Juergen said:
I tried to parse an XML file using Xerces 2.5
The file is about 10K with about 300 end elements. I used SAX parsing
with empty callbacks.
In a loop with 10 times parsing the first parse needed 844 ms and the
last 94 (on an old 600 MHz Machine with jdk 1.4.2).
The difference probably shows the dual effects of caching the file and
hotspot compilation.
This seems very slow to me. I wonder, if there are efforts to speed up
XML parsing in java, e.g. using a fast C parse via JNI.
< 0.1 second for a 10K file with 300 elements, on a slow computer, is
slow? It seems fairly good to me, but it is rarely useful to make
judgements based on raw speed numbers. First ask whether this is a
bottleneck in your code and then also whether there is any advantage to
be gained by making it faster. (If you're parsing for display in a GUI,
for instance, the user is unlikely to see any difference between 100 ms
and 10 ms.) Finally ask whether this kind of optimization is the most
fruitful place for you to spend your time.
If yes to all of the above questions, then there are multiple potential
avenues to attempting to improve the speed. One avenue would be to
reorganize the application to hide the parse time by either (1)
performing the parse in parallel with something else, (2) pre-parsing
the file, or (3) avoiding the parse altogether wherever possible.
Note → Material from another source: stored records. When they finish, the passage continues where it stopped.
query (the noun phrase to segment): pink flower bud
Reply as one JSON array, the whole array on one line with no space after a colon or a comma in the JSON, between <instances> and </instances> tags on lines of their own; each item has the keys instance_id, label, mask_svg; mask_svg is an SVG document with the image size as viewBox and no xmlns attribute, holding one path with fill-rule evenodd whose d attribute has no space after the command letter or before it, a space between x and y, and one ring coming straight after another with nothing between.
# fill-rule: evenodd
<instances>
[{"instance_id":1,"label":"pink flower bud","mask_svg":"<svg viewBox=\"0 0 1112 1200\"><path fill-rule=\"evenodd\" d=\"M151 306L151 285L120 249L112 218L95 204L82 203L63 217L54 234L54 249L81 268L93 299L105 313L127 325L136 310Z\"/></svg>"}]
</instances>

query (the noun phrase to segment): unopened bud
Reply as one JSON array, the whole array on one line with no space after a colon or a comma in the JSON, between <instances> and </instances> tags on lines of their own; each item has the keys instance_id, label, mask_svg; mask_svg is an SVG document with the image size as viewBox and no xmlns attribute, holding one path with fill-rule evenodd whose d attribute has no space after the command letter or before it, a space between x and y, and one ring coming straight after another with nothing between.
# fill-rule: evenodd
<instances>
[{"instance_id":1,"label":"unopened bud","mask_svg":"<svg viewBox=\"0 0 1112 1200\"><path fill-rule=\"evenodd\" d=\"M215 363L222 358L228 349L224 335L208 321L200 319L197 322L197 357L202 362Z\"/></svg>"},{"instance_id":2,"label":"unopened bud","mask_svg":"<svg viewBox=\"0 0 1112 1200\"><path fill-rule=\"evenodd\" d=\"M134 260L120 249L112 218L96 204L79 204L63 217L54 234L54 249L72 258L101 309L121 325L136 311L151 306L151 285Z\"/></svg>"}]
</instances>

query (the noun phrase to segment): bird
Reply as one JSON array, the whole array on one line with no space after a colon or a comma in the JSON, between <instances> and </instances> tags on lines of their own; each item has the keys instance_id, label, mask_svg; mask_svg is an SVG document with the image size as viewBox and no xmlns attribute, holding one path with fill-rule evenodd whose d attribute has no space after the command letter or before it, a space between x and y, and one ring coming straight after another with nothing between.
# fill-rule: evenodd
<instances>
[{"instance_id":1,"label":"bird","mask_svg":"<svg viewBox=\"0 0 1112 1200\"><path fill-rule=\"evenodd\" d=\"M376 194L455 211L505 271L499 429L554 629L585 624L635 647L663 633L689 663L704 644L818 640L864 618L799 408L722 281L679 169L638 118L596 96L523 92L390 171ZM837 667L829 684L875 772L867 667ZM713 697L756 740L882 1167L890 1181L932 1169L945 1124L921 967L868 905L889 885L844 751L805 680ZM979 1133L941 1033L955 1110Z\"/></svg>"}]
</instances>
Another avenue would be to try to use a faster native parser via JNI, as
you suggest (but make sure your native parser _is_ faster before you
expend much effort here, and then test the JNI overhead early on). A
third avenue would be to restructure or shrink the XML that needs to be
parsed. There are probably other possibilities as well.
Good luck,
John Bollinger
(e-mail address removed)